Hillary Clinton may be leading her competitors with the millennial demographic, but the results of a recent Gallup poll show she doesn't have much to celebrate. The poll addresses "Hillary Clinton's Continuing Youth Problem," showing that the problem is not only continuing, it's reached its worst point. Only 31 percent of millennials have a favorable opinion of Hillary.

The low favorable ratings are worse considering a year ago 47 percent of those 18- to 29-year-olds had a favorable opinion of her.
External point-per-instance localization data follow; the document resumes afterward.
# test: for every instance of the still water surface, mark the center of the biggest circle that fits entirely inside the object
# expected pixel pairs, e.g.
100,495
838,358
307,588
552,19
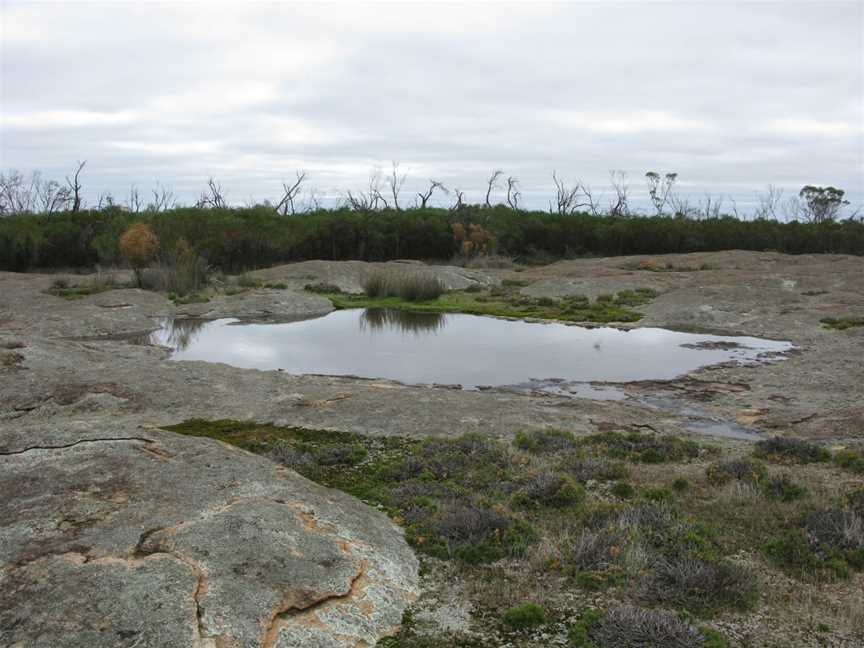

Hillary is barely viewed positively even among young Democrats. She holds a favorable rating of 48 percent to 47 percent unfavorable. That number is much higher for Democrats in all other age groups. The Washington Examiner spoke with young Democrats at the DNC, where only one-in-four said they wanted to vote for her. At a Harvard IOP youth town hall, most were not enthusiastic about Hillary.

Young Americans began to view Hillary more unfavorably in February and March, and her numbers have been dropping ever since.

"Clinton's image has dropped among all age groups but has fallen the most with young Americans," according to Gallup.

At this point, Hillary would do far worse than Barack Obama, who won re-election with 67 percent of the youth vote, which allowed him to win the swing states of Ohio, Florida, and Virginia. Others have warned that young swing states voters who stay home could jeopardize Hillary's chances.

"This could create real problems for her campaign if it does not change in the weeks ahead," Gallup said. "Young Americans should be Clinton's natural constituency. Half identify or lean Democratic, and 31 percent identify as liberal, the ideology most often associated with the Democratic Party."

The Democratic nominee is unpopular with other age groups as well. Forty percent of 30-49 year olds view her favorably, as do 41 percent of 50-64 year olds, and 39 percent of those older than 65. Hillary is struggling with these older voters who actually supported her in the primary.

The poll results are similar to last month's McClatchy-Marist poll.